全国から300店あまりの参加があり、大変な激戦となった。
優秀な作品10点にはゴールド賞の賞状と賞金20万円、ついで優れたディスプレーをした店10店にはシルバー賞の賞状と賞金10万円が贈られることになっていた。

上位入賞作品は撮影そのものにも、撮影小物にもお金をかけているようで、総費用は入賞の賞金を遙かに上まわっているものと思われるが、金銭的な損得勘定より入賞の名誉をかけてのコンテストとなった。

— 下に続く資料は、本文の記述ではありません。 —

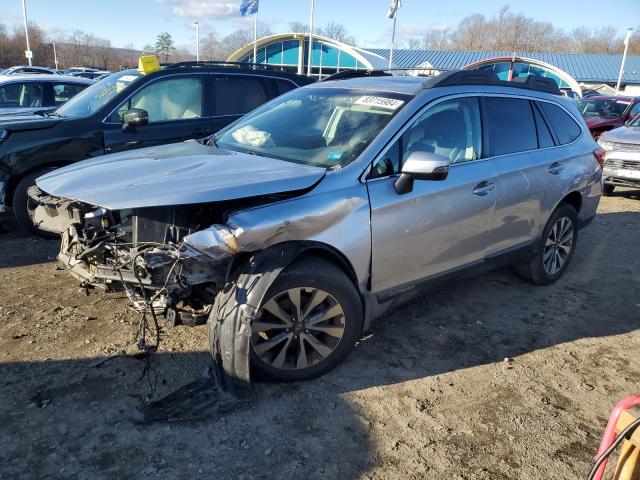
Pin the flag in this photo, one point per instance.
(248, 7)
(393, 8)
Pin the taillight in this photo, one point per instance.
(600, 153)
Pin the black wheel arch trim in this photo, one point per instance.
(237, 304)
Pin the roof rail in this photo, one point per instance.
(485, 77)
(459, 77)
(346, 74)
(223, 64)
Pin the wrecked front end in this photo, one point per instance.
(147, 252)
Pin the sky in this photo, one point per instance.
(138, 22)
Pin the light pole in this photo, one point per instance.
(197, 40)
(311, 38)
(26, 31)
(55, 55)
(624, 57)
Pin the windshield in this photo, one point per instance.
(325, 127)
(90, 100)
(608, 109)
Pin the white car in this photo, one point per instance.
(622, 163)
(39, 92)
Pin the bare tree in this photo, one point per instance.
(210, 47)
(598, 40)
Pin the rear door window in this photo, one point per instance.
(237, 95)
(565, 127)
(170, 99)
(511, 124)
(27, 94)
(63, 92)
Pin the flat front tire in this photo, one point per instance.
(556, 248)
(308, 322)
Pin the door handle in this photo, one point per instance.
(555, 168)
(483, 188)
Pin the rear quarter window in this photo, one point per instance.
(237, 95)
(512, 128)
(565, 127)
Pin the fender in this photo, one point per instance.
(233, 312)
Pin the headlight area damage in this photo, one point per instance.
(173, 261)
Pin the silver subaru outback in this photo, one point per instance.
(294, 227)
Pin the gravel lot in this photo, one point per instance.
(484, 378)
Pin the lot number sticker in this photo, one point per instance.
(380, 102)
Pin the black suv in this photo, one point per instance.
(130, 110)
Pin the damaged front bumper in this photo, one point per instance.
(182, 271)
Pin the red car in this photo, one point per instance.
(604, 113)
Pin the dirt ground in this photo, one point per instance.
(483, 378)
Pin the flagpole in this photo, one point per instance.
(624, 57)
(255, 38)
(310, 38)
(393, 40)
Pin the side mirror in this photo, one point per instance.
(134, 117)
(422, 166)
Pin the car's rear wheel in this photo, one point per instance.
(308, 323)
(23, 207)
(556, 248)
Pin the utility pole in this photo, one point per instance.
(28, 52)
(197, 40)
(627, 38)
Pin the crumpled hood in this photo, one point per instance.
(177, 174)
(26, 121)
(623, 135)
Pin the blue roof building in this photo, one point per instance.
(585, 68)
(292, 51)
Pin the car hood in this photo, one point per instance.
(26, 121)
(623, 135)
(177, 174)
(595, 122)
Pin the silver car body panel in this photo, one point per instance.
(177, 174)
(622, 164)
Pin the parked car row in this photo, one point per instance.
(86, 72)
(300, 222)
(604, 113)
(38, 93)
(128, 110)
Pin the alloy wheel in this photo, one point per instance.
(298, 328)
(558, 246)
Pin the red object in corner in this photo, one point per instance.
(610, 432)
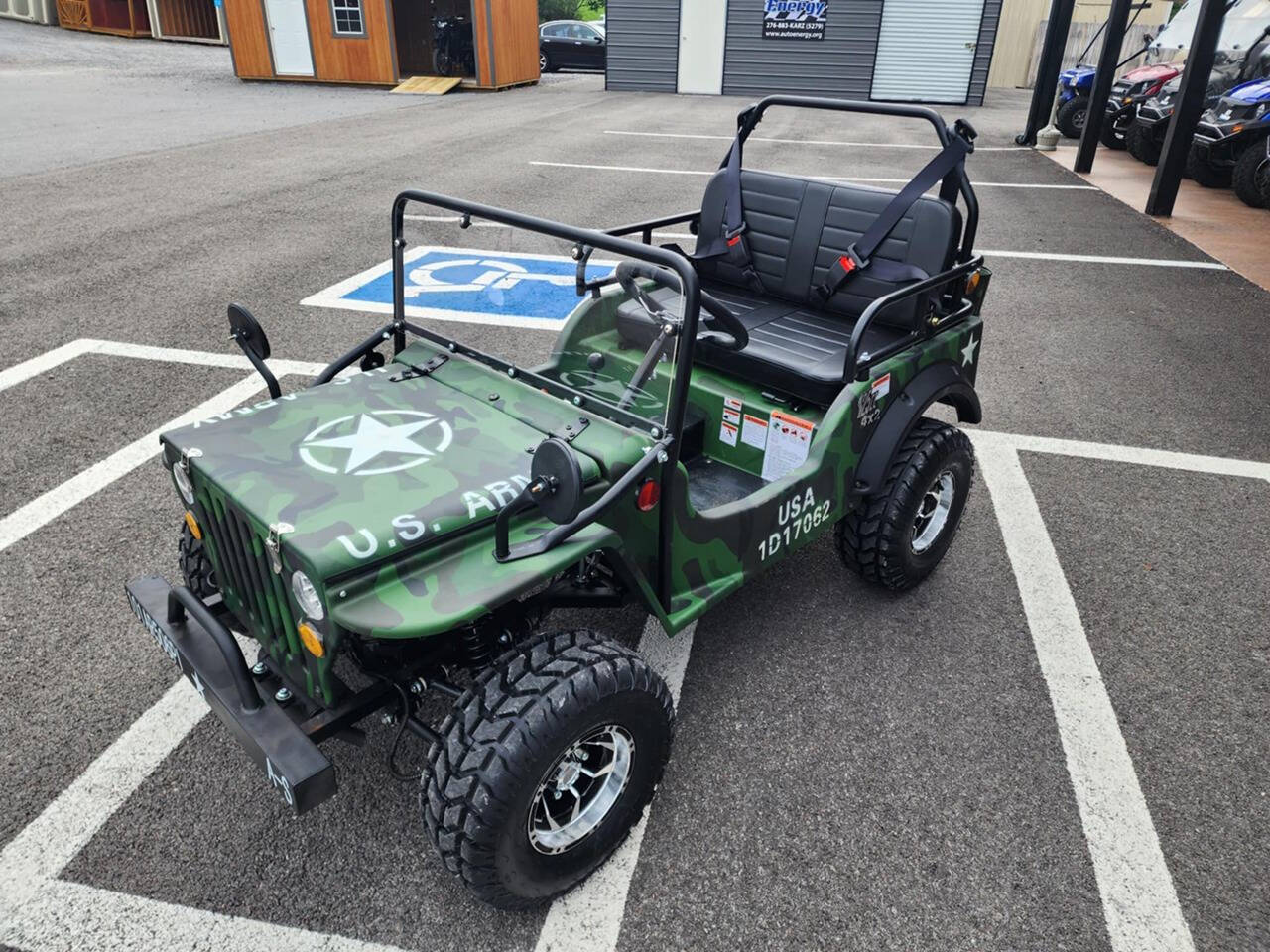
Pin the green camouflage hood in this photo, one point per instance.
(367, 467)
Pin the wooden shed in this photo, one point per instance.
(125, 18)
(31, 10)
(198, 21)
(379, 42)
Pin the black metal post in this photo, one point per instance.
(1191, 104)
(1047, 73)
(1116, 24)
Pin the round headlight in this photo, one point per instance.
(183, 484)
(307, 595)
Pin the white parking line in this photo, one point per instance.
(589, 918)
(812, 141)
(48, 507)
(1109, 259)
(1139, 901)
(824, 178)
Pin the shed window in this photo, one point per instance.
(348, 18)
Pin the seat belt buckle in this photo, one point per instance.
(966, 132)
(852, 261)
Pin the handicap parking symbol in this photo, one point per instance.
(471, 286)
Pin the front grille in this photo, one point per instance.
(246, 580)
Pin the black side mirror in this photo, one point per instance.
(556, 481)
(249, 335)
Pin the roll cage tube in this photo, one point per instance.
(668, 451)
(955, 182)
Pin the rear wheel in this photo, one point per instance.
(1203, 173)
(1252, 175)
(195, 567)
(899, 535)
(545, 765)
(1071, 117)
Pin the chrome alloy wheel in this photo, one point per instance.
(933, 513)
(579, 789)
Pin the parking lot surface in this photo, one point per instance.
(1058, 742)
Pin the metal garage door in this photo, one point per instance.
(926, 50)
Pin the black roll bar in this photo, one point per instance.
(690, 286)
(955, 182)
(857, 366)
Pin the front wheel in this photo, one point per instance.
(898, 536)
(1114, 136)
(1071, 117)
(1203, 173)
(1251, 177)
(545, 765)
(1142, 144)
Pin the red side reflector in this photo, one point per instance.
(649, 494)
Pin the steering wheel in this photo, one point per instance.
(731, 334)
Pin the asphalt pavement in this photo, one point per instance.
(852, 770)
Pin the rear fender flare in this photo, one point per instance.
(942, 382)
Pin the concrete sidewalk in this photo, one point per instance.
(1213, 220)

賞状授与式は東京の帝国ホテルか、ニューオオタニで、駐日英国大使、英国毛製品輸出協会、日本繊維輸入組合の役員、審査員が参列して行われた。コンテストの入賞はテーラーにとっては格好の宣伝材料になる。地方紙で大きな記事として取り上げられ、知名度を上げた店もある。

この企画の予算は賞金も入れて約2000万円、日英併せて年間1000万円の予算で実施するために、隔年開催とされた。昭和49年に開催された第1回の英国服ディスプレーコンテストは大成功裡に終わった。以後6回、12年間にわたって続けられ、テーラー業界の名物催事の一つになった。

また、このキャンペーンが実施されたため、テーラーの一番の弱点といわれていたウインドウ・ディスプレーの技術が飛躍的に向上するという無形財産を残してくれた。